Mar 01, 2012 - Sale 2271

Sale 2271 - Lot 313

Price Realized: $ 5,040
?Final Price Realized includes Buyer’s Premium added to Hammer Price
Estimate: $ 5,000 - $ 7,500
THE EARLIEST MASS MEETING & SPEECH BY GARVEY (GARVEY, MARCUS.) Big Mass Meeting. A Call to the Colored Citizens of Atlanta, Georgia to Hear the Great West Indian Negro Leader, HON. MARCUS GARVEY, President of the Universal Negro Improvement Association. . . Big Bethel A.M.E. Church. . . Small broadside, 6x4-1/2 inches. [Atlanta], 1917

Additional Details

rare. the earliest poster for a speech delivered by garvey at a mass meeting, just short of a year after his arrival in the United States. Marcus Garvey (1887-1940), a Jamaican, chose America to launch his Universal Negro Improvement Association because he felt the American Negro had "progressed the farthest" of all the "scattered millions of the Negro race," in terms of breaking away from the mental state of slavery. His fellow Jamaicans, on the other hand, were unreceptive and still divided by class, color and colonialism. He arrived in America at a particularly opportune moment. By 1916 and 1917, though nearly 350,000 African-Americans had enlisted and fought in WWI, things at home had not changed. Garvey's message of race pride and the genuine prospect of black enterprise on a national and international level, found an eager audience.
The broadside reads: "He brings a message of inspiration to the 12,000,000 of our people in this country.

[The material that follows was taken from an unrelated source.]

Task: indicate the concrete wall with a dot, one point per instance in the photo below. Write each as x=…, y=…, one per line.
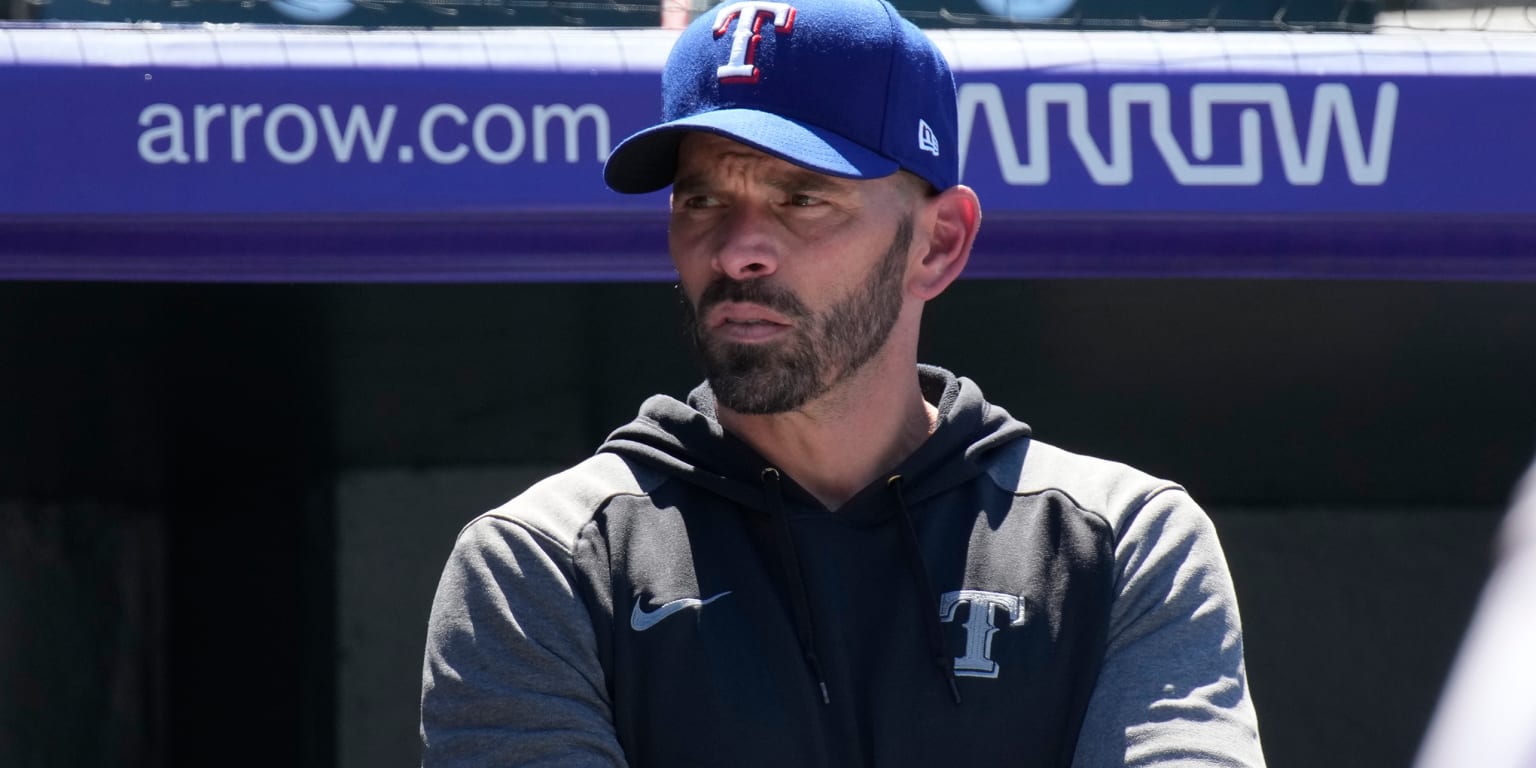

SUBJECT: 'The Negroes of the West Indies, after 78 years of Emancipation,' with a general talk on the world position of the race." This broadside appears in its entirety on page 202 of Robert Hill's bio-bibliography of Garvey and the U.N.I.A. and is reproduced on a full page in volume I of Amy Jacques Garvey's Black Power in America (Kingston, 1968). no other copy of this broadside has been located.